RAW Reports For Appointing Judges Sought Only In Extraordinary Circumstances: Govt In Lok Sabha

The government informed the Lok Sabha on Friday that it was not a practice to seek RAW reports on proposals for appointment of judges in the High Courts and the Supreme Court. The government further said that RAW reports are sought only in extraordinary circumstances, involving issues related to national security.

Minister of Law and Justice Kiren Rijiju, in his written reply to the Lok Sabha, said, “The proposals recommended by the High Court Collegium for appointment as High Court Judges are to be considered in the light of such other reports/inputs as may be available to the Government for assessing the suitability in respect of the names under consideration.

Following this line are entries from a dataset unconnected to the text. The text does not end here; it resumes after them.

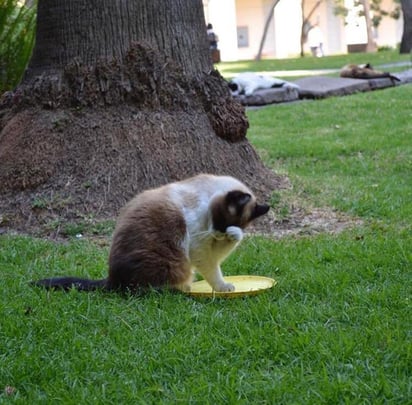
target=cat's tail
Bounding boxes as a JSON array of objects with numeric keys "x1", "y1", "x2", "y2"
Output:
[{"x1": 31, "y1": 277, "x2": 109, "y2": 291}]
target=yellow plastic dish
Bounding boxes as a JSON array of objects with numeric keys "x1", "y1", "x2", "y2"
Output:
[{"x1": 188, "y1": 276, "x2": 276, "y2": 298}]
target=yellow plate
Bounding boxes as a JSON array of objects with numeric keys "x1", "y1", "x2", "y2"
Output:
[{"x1": 188, "y1": 276, "x2": 276, "y2": 298}]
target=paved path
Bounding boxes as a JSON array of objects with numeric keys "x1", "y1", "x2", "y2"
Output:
[{"x1": 232, "y1": 69, "x2": 412, "y2": 106}]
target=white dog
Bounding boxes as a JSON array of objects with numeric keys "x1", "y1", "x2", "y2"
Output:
[{"x1": 229, "y1": 72, "x2": 299, "y2": 96}]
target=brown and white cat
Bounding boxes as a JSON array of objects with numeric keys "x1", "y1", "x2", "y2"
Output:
[{"x1": 34, "y1": 174, "x2": 269, "y2": 291}]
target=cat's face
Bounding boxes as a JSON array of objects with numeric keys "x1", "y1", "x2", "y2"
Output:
[{"x1": 211, "y1": 190, "x2": 270, "y2": 232}]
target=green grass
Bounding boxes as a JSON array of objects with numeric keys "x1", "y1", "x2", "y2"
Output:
[
  {"x1": 0, "y1": 76, "x2": 412, "y2": 404},
  {"x1": 216, "y1": 50, "x2": 412, "y2": 78}
]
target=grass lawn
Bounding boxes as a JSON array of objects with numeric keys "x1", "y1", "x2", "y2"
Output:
[
  {"x1": 216, "y1": 50, "x2": 412, "y2": 78},
  {"x1": 0, "y1": 67, "x2": 412, "y2": 405}
]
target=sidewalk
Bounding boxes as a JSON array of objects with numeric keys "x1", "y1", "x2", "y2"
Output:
[{"x1": 232, "y1": 62, "x2": 412, "y2": 106}]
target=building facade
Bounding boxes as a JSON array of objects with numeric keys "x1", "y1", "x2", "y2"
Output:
[{"x1": 203, "y1": 0, "x2": 402, "y2": 61}]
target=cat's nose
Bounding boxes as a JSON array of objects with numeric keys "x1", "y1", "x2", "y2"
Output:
[{"x1": 253, "y1": 204, "x2": 270, "y2": 218}]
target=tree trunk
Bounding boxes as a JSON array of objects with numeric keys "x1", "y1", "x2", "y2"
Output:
[
  {"x1": 255, "y1": 0, "x2": 280, "y2": 60},
  {"x1": 360, "y1": 0, "x2": 377, "y2": 52},
  {"x1": 400, "y1": 0, "x2": 412, "y2": 53},
  {"x1": 300, "y1": 0, "x2": 323, "y2": 58},
  {"x1": 0, "y1": 0, "x2": 279, "y2": 234}
]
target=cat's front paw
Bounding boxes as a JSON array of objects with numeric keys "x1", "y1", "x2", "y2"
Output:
[
  {"x1": 214, "y1": 283, "x2": 235, "y2": 292},
  {"x1": 226, "y1": 226, "x2": 243, "y2": 242}
]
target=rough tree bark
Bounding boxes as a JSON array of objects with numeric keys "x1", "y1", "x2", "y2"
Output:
[
  {"x1": 400, "y1": 0, "x2": 412, "y2": 53},
  {"x1": 360, "y1": 0, "x2": 377, "y2": 52},
  {"x1": 0, "y1": 0, "x2": 280, "y2": 234},
  {"x1": 255, "y1": 0, "x2": 280, "y2": 60}
]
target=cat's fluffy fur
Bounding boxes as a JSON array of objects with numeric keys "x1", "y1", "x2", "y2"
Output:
[
  {"x1": 340, "y1": 63, "x2": 399, "y2": 81},
  {"x1": 229, "y1": 72, "x2": 299, "y2": 96},
  {"x1": 35, "y1": 174, "x2": 269, "y2": 291}
]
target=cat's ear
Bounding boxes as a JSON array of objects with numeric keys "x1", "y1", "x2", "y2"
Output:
[{"x1": 226, "y1": 190, "x2": 252, "y2": 215}]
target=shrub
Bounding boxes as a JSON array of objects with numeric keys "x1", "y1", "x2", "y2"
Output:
[{"x1": 0, "y1": 0, "x2": 36, "y2": 94}]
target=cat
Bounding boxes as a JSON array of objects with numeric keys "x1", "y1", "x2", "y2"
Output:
[
  {"x1": 34, "y1": 174, "x2": 269, "y2": 292},
  {"x1": 340, "y1": 63, "x2": 400, "y2": 81},
  {"x1": 229, "y1": 72, "x2": 299, "y2": 96}
]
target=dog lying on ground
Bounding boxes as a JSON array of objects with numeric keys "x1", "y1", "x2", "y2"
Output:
[
  {"x1": 229, "y1": 72, "x2": 299, "y2": 96},
  {"x1": 340, "y1": 63, "x2": 400, "y2": 81}
]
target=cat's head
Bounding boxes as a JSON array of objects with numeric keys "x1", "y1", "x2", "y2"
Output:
[{"x1": 211, "y1": 190, "x2": 270, "y2": 232}]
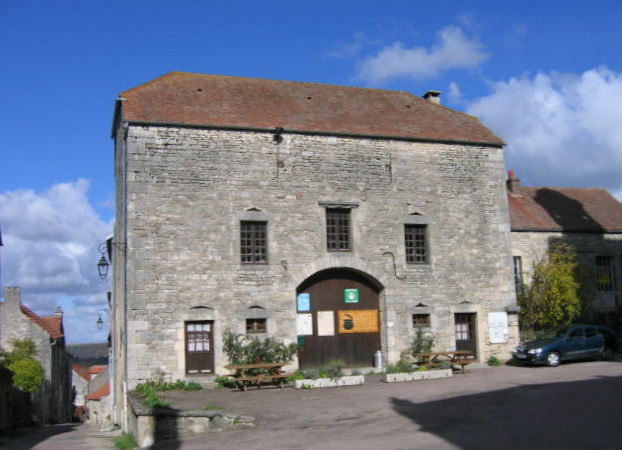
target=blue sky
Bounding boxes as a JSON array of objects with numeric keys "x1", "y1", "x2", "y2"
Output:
[{"x1": 0, "y1": 0, "x2": 622, "y2": 343}]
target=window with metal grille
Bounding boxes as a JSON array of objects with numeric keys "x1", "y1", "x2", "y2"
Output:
[
  {"x1": 596, "y1": 256, "x2": 615, "y2": 292},
  {"x1": 240, "y1": 221, "x2": 268, "y2": 264},
  {"x1": 413, "y1": 314, "x2": 430, "y2": 328},
  {"x1": 404, "y1": 224, "x2": 428, "y2": 264},
  {"x1": 246, "y1": 319, "x2": 267, "y2": 334},
  {"x1": 326, "y1": 208, "x2": 351, "y2": 252}
]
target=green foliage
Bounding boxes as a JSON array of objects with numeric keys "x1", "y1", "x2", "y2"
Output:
[
  {"x1": 383, "y1": 350, "x2": 413, "y2": 374},
  {"x1": 410, "y1": 327, "x2": 434, "y2": 362},
  {"x1": 112, "y1": 433, "x2": 138, "y2": 450},
  {"x1": 214, "y1": 376, "x2": 237, "y2": 389},
  {"x1": 325, "y1": 359, "x2": 346, "y2": 380},
  {"x1": 223, "y1": 330, "x2": 299, "y2": 365},
  {"x1": 8, "y1": 359, "x2": 44, "y2": 394},
  {"x1": 136, "y1": 375, "x2": 203, "y2": 408},
  {"x1": 0, "y1": 339, "x2": 45, "y2": 394},
  {"x1": 518, "y1": 242, "x2": 583, "y2": 330}
]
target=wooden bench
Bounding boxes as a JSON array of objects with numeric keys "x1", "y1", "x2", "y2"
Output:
[
  {"x1": 413, "y1": 350, "x2": 475, "y2": 374},
  {"x1": 227, "y1": 363, "x2": 291, "y2": 392}
]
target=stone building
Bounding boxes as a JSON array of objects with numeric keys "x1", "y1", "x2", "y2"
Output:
[
  {"x1": 111, "y1": 72, "x2": 518, "y2": 426},
  {"x1": 507, "y1": 171, "x2": 622, "y2": 328},
  {"x1": 0, "y1": 287, "x2": 73, "y2": 424}
]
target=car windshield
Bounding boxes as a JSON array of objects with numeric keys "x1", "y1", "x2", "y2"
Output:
[{"x1": 540, "y1": 327, "x2": 570, "y2": 339}]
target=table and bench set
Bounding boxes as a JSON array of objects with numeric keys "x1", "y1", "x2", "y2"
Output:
[{"x1": 227, "y1": 350, "x2": 475, "y2": 392}]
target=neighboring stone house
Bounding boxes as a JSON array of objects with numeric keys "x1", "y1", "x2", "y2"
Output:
[
  {"x1": 71, "y1": 364, "x2": 91, "y2": 420},
  {"x1": 86, "y1": 366, "x2": 112, "y2": 424},
  {"x1": 507, "y1": 171, "x2": 622, "y2": 327},
  {"x1": 111, "y1": 72, "x2": 518, "y2": 428},
  {"x1": 0, "y1": 287, "x2": 72, "y2": 424}
]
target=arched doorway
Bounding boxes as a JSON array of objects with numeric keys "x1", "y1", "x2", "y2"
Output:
[{"x1": 297, "y1": 269, "x2": 381, "y2": 368}]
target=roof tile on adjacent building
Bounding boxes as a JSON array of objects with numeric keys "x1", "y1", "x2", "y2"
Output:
[
  {"x1": 86, "y1": 383, "x2": 110, "y2": 400},
  {"x1": 508, "y1": 179, "x2": 622, "y2": 232},
  {"x1": 120, "y1": 72, "x2": 503, "y2": 146},
  {"x1": 21, "y1": 305, "x2": 65, "y2": 339}
]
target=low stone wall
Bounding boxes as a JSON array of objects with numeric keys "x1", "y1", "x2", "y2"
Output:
[
  {"x1": 382, "y1": 369, "x2": 453, "y2": 383},
  {"x1": 129, "y1": 393, "x2": 255, "y2": 448},
  {"x1": 294, "y1": 375, "x2": 365, "y2": 389}
]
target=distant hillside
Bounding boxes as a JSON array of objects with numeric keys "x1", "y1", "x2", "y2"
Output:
[{"x1": 67, "y1": 343, "x2": 108, "y2": 367}]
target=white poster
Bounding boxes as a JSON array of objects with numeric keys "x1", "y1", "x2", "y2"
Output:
[
  {"x1": 317, "y1": 311, "x2": 335, "y2": 336},
  {"x1": 296, "y1": 314, "x2": 313, "y2": 336},
  {"x1": 488, "y1": 312, "x2": 509, "y2": 344}
]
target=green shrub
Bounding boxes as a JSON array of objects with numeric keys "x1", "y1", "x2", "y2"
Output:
[
  {"x1": 0, "y1": 339, "x2": 44, "y2": 394},
  {"x1": 214, "y1": 376, "x2": 237, "y2": 389},
  {"x1": 433, "y1": 361, "x2": 453, "y2": 370},
  {"x1": 486, "y1": 355, "x2": 501, "y2": 367},
  {"x1": 112, "y1": 433, "x2": 138, "y2": 450},
  {"x1": 410, "y1": 327, "x2": 434, "y2": 356},
  {"x1": 325, "y1": 359, "x2": 346, "y2": 380},
  {"x1": 223, "y1": 330, "x2": 299, "y2": 365},
  {"x1": 8, "y1": 359, "x2": 44, "y2": 394}
]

Accordingly, IB inputs are obtained and provided to the SCC for making assessment on the recommendees.”

The government’s reply was to Congress MP Manish Tewari’s question in Lok Sabha on whether it is the practice of the government to use RAW reports for appointment of judges. 

The development comes in the backdrop of the SC Collegium publishing resolutions earlier this year that contained portions of IB and RAW reports regarding some advocates who were recommended for appointment as High Court judges. 

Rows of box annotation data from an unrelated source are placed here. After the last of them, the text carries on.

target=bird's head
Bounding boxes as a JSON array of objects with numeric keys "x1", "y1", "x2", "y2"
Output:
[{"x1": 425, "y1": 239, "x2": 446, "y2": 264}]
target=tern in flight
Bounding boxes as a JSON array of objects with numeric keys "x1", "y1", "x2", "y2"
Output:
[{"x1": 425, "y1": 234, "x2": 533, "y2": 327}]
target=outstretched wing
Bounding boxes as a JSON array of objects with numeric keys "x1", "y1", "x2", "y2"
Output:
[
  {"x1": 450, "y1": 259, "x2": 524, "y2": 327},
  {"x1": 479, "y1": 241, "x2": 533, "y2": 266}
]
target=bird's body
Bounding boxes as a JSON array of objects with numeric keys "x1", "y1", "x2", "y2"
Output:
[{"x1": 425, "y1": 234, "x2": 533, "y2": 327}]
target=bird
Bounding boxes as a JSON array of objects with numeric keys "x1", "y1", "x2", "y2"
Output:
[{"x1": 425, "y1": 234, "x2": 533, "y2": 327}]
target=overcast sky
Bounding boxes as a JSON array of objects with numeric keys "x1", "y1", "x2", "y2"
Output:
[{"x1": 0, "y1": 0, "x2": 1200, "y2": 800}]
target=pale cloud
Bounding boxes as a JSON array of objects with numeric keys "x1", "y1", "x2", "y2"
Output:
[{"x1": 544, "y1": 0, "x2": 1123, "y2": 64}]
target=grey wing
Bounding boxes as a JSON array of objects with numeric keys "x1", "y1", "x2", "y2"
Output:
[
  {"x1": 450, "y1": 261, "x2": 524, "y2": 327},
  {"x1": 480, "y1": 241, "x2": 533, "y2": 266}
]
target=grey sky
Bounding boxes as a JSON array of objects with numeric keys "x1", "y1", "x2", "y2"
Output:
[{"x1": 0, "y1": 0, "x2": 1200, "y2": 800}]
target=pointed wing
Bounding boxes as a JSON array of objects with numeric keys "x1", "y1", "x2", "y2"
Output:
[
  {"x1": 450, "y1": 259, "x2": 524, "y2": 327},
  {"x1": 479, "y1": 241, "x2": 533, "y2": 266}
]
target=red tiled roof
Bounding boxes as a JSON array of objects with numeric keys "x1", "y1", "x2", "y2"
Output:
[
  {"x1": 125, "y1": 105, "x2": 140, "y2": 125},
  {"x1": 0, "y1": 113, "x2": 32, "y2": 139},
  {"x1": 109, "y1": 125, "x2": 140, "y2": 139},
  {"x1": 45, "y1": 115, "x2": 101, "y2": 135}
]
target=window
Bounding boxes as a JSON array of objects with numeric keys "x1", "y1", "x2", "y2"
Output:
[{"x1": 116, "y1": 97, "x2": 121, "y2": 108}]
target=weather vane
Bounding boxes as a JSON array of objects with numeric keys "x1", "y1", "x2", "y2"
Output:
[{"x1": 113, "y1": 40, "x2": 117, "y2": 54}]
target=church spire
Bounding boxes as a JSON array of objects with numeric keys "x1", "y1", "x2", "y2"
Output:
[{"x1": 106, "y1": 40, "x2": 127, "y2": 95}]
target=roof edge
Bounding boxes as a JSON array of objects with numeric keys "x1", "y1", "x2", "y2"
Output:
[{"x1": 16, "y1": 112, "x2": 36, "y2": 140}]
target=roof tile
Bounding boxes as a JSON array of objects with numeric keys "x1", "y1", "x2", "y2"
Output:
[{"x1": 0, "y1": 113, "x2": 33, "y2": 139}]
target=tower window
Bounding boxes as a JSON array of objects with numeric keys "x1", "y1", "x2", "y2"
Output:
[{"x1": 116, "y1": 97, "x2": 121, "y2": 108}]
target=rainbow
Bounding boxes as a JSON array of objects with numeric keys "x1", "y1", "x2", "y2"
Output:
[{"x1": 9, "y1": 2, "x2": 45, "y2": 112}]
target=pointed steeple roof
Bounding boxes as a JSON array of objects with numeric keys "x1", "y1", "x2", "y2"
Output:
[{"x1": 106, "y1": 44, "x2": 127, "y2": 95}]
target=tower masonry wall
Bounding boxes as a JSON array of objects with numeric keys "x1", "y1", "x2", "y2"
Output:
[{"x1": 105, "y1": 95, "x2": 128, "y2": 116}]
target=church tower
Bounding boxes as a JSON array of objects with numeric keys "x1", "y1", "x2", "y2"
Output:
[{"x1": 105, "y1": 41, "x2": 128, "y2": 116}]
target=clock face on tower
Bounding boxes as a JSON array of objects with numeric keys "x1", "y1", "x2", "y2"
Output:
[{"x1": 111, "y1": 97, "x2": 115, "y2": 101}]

The Collegium had dismissed the Centre’s objection to appoint gay advocate Saurabh Kirpal as a judge of the Delhi High Court based on a RAW report mentioning his openness about his sexual orientation and his relationship with a Swiss national.

The government had then called it a “matter of grave concern” and said intelligence agency officials work in a secret manner for the nation and they would “think twice” in future if their reports were made public.

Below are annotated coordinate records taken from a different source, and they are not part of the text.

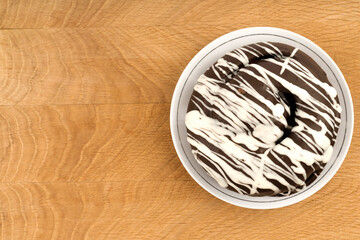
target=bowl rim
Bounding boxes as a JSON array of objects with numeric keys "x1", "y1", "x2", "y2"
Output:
[{"x1": 170, "y1": 27, "x2": 354, "y2": 209}]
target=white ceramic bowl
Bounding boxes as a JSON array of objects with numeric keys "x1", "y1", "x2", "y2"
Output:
[{"x1": 170, "y1": 27, "x2": 354, "y2": 209}]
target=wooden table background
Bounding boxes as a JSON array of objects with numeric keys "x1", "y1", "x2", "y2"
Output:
[{"x1": 0, "y1": 0, "x2": 360, "y2": 240}]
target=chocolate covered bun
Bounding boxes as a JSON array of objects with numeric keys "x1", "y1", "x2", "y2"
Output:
[{"x1": 185, "y1": 42, "x2": 341, "y2": 196}]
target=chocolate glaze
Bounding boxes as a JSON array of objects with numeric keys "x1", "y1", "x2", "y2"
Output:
[{"x1": 185, "y1": 42, "x2": 341, "y2": 196}]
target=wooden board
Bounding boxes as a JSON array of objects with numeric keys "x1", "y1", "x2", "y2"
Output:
[{"x1": 0, "y1": 0, "x2": 360, "y2": 240}]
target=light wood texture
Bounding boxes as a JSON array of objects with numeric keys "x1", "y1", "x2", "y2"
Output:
[{"x1": 0, "y1": 0, "x2": 360, "y2": 240}]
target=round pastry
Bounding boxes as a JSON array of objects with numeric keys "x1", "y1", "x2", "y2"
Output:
[{"x1": 185, "y1": 42, "x2": 341, "y2": 196}]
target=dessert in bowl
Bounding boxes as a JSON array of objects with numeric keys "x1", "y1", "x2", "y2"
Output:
[{"x1": 170, "y1": 28, "x2": 353, "y2": 208}]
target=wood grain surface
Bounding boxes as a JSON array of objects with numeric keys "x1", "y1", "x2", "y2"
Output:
[{"x1": 0, "y1": 0, "x2": 360, "y2": 240}]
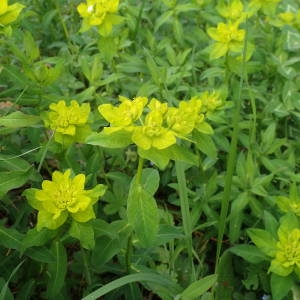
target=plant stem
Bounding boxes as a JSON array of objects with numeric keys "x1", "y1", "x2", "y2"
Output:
[
  {"x1": 133, "y1": 0, "x2": 146, "y2": 40},
  {"x1": 80, "y1": 248, "x2": 92, "y2": 285},
  {"x1": 175, "y1": 161, "x2": 196, "y2": 281},
  {"x1": 215, "y1": 20, "x2": 247, "y2": 273},
  {"x1": 125, "y1": 234, "x2": 132, "y2": 274},
  {"x1": 136, "y1": 156, "x2": 144, "y2": 184}
]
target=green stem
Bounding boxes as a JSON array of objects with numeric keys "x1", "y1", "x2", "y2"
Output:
[
  {"x1": 37, "y1": 131, "x2": 55, "y2": 173},
  {"x1": 80, "y1": 248, "x2": 92, "y2": 285},
  {"x1": 136, "y1": 156, "x2": 144, "y2": 184},
  {"x1": 175, "y1": 161, "x2": 196, "y2": 281},
  {"x1": 215, "y1": 20, "x2": 248, "y2": 273},
  {"x1": 125, "y1": 234, "x2": 132, "y2": 273},
  {"x1": 133, "y1": 0, "x2": 146, "y2": 40}
]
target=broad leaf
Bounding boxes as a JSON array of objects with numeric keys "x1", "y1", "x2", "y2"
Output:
[
  {"x1": 127, "y1": 184, "x2": 159, "y2": 247},
  {"x1": 69, "y1": 221, "x2": 95, "y2": 249},
  {"x1": 47, "y1": 241, "x2": 67, "y2": 298},
  {"x1": 228, "y1": 245, "x2": 269, "y2": 264},
  {"x1": 0, "y1": 111, "x2": 41, "y2": 128},
  {"x1": 0, "y1": 226, "x2": 24, "y2": 251},
  {"x1": 86, "y1": 130, "x2": 132, "y2": 148},
  {"x1": 181, "y1": 274, "x2": 217, "y2": 300}
]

Tewari also sought to know from the government whether the sexual orientation of an Indian citizen was legally/constitutionally germane to their nomination as a judge.

To this, the Law Ministry said, “The hallmarks of the most important personal qualifications required are moral vigour, ethical firmness and imperviousness to corrupting or venal influences, humility and lack of affiliations, judicial temperament, zeal and capacity to work.”

The Congress MP also asked whether the government takes into consideration political leanings and online posts for consideration of appointment of judges.

The Centre, in its response, cited the Supreme Court’s recent decision in Victoria Gowri’s case where it was held that political background by itself has not been an absolute bar to appointment of otherwise a suitable person.

“Similarly, criticism of policies or actions by the persons recommended for elevation has not been held as a ground to treat them as unsuitable,” the ministry said. 

The Supreme Court Collegium has also opined that political leanings or expression of views by a candidate does not disentitle him to hold a constitutional office so long as the person proposed for judgeship is a person of competence, merit and integrity.